4-ton trucks waited just out of sight on NATOs side whilst the first civilian ambulances and buses with blacked out windows appeared at the airport’s perimeter, within view of the NATO troops between the lines and stopped.
Oz looked the vehicles over with binoculars before speaking briefly into the microphone suspended in front of his mouth; a few moments later the first 4-ton truck arrived from NATO lines and the men on board had their plasticuffs and blindfolds removed. A Russian officer checked that the men were indeed Red Army troops and all fit or walking wounded. NATO were keeping the most badly wounded, it defeated the argument to demand their return.
Alontov’s reasons for the exchange took precedence over the humanitarian concerns, in that of buying time and undoing the damage that the killing of NATO prisoners caused by way of bolstering enemy resistance. To highlight the point, there were few prisoners from the recent to and fro battles on the airport’s perimeter where the 82nd troopers and the Brit squaddies had not been inclined to surrender when that opportunity had arisen, and had not been inclined to give quarter either.
The Light Infantrymen, Argyll’s, and Coldstreamers had lost too many friends to the no-prisoners policy carried out by the Red Army units at the river, and they had no reason at the time to believe that the Russian Airborne troops at Leipzig were any different.
In a small cavern created by jumbled rubble, Big Stef was peering through the spotting telescope, whilst ‘Freddie’ Laker set the crosshairs on the chest of a man stood on an aircraft hangar roof, who was watching the proceedings through binoculars.
A full magazine was attached to Freddie's weapon but the bolt was open, as a more certain preventative against ‘enn dees’, negligent discharges, during the cease-fire. A clean piece of cloth covered the open breach, keeping it free of the brick and cement dust that was kicked up at the slightest movement inside the hide. They had used up t
he contents of one water bottle in damping down the dust, but that left them with just a half bottle between the pair of them and no way of getting a replen without compromising their firing position. The dust had now dried out again and under the present circumstances, that meant that they could fire only once, after which they would have to relocate. Firing the weapon would create a small, yet tell-tale puff of dust that the enemy would be looking for.
“I bet that bastard’s at least a battalion commander; see how those other tosser’s are stood just behind him, all deferential like?”
“That’s a thousand metres Fred, bit far for a boss-eyed bastard like you.” Stef commented.
“Well if he’s still there when the cease-fire ends we’ll see about that…at the very least we’ll get to see a senior officer with brown adrenaline running down the backs of his legs.”
Nine hundred and eighty-nine metres away, Serge Alontov finished his methodical scanning and placed the binoculars back inside his smock.
“Well it would seem that NATO is sticking strictly to the terms of the agreement….” Stepping away from the edge, he addressed the brigade commander.
“See to it that ours do the same Pyotr.
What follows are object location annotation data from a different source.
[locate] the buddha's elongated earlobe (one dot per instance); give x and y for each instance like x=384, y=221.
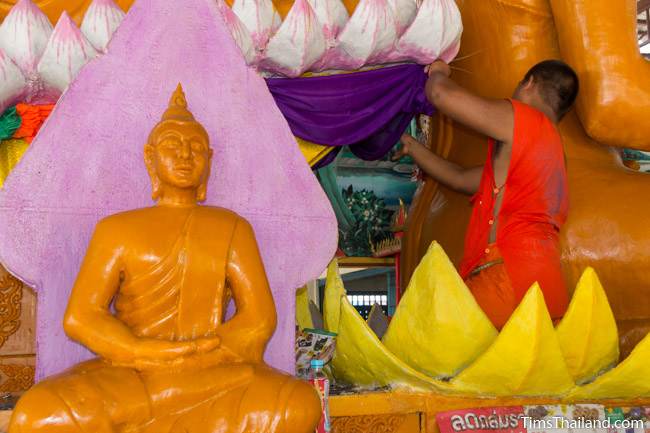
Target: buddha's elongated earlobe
x=156, y=187
x=201, y=192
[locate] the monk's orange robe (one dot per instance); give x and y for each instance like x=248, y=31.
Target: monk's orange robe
x=534, y=206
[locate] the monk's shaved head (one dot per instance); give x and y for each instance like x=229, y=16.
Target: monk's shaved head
x=557, y=83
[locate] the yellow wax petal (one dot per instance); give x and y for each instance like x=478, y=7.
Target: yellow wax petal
x=438, y=327
x=628, y=380
x=11, y=151
x=303, y=315
x=361, y=359
x=334, y=291
x=524, y=360
x=588, y=334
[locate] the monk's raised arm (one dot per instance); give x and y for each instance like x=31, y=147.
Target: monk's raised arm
x=248, y=331
x=88, y=318
x=491, y=117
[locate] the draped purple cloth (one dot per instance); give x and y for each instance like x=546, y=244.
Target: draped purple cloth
x=367, y=111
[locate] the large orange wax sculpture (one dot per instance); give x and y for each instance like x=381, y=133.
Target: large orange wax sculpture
x=168, y=362
x=606, y=228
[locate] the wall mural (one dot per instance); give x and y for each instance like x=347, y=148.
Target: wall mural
x=366, y=195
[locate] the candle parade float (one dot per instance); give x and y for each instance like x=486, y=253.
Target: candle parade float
x=464, y=383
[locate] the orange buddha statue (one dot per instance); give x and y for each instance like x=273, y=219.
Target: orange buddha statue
x=150, y=301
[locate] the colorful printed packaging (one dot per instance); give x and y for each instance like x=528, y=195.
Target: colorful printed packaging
x=313, y=344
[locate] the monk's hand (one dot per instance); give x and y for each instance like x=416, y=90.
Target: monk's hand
x=407, y=142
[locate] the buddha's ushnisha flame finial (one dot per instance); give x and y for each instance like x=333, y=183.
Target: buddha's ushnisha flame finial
x=177, y=109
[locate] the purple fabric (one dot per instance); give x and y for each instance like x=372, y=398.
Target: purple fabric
x=367, y=111
x=87, y=162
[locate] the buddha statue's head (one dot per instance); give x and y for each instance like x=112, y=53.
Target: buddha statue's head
x=178, y=154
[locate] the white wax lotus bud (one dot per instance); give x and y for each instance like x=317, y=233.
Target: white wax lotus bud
x=298, y=43
x=370, y=34
x=13, y=82
x=434, y=34
x=405, y=11
x=238, y=31
x=260, y=18
x=101, y=20
x=24, y=35
x=66, y=53
x=332, y=16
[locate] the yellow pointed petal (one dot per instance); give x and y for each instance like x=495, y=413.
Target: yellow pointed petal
x=334, y=291
x=361, y=358
x=303, y=315
x=627, y=380
x=588, y=334
x=438, y=327
x=524, y=360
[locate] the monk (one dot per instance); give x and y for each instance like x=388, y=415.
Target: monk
x=150, y=301
x=520, y=197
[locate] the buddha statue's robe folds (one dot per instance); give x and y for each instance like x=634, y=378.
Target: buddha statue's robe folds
x=150, y=300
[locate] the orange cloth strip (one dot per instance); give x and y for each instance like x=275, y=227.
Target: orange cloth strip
x=492, y=288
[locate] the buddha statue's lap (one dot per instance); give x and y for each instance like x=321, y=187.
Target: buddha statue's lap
x=167, y=359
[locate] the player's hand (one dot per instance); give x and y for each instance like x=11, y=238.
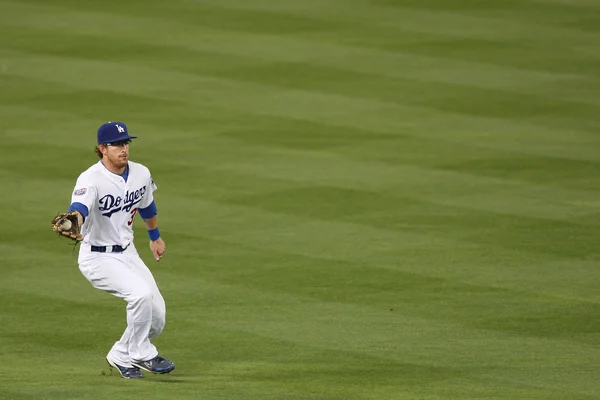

Only foolish poets speak of combatants taking a pause in the middle of a hard fight to regard their adversaries with a new found respect and other such romantic mud'a. Our men will be itching to kick them in the balls while they aren’t expecting it, and so will theirs.” He strode away toward the maintenance ladder at the far side of the hangar and his entourage followed on.
Freddie lowered the weapon and punched the concrete slab beside him in frustration.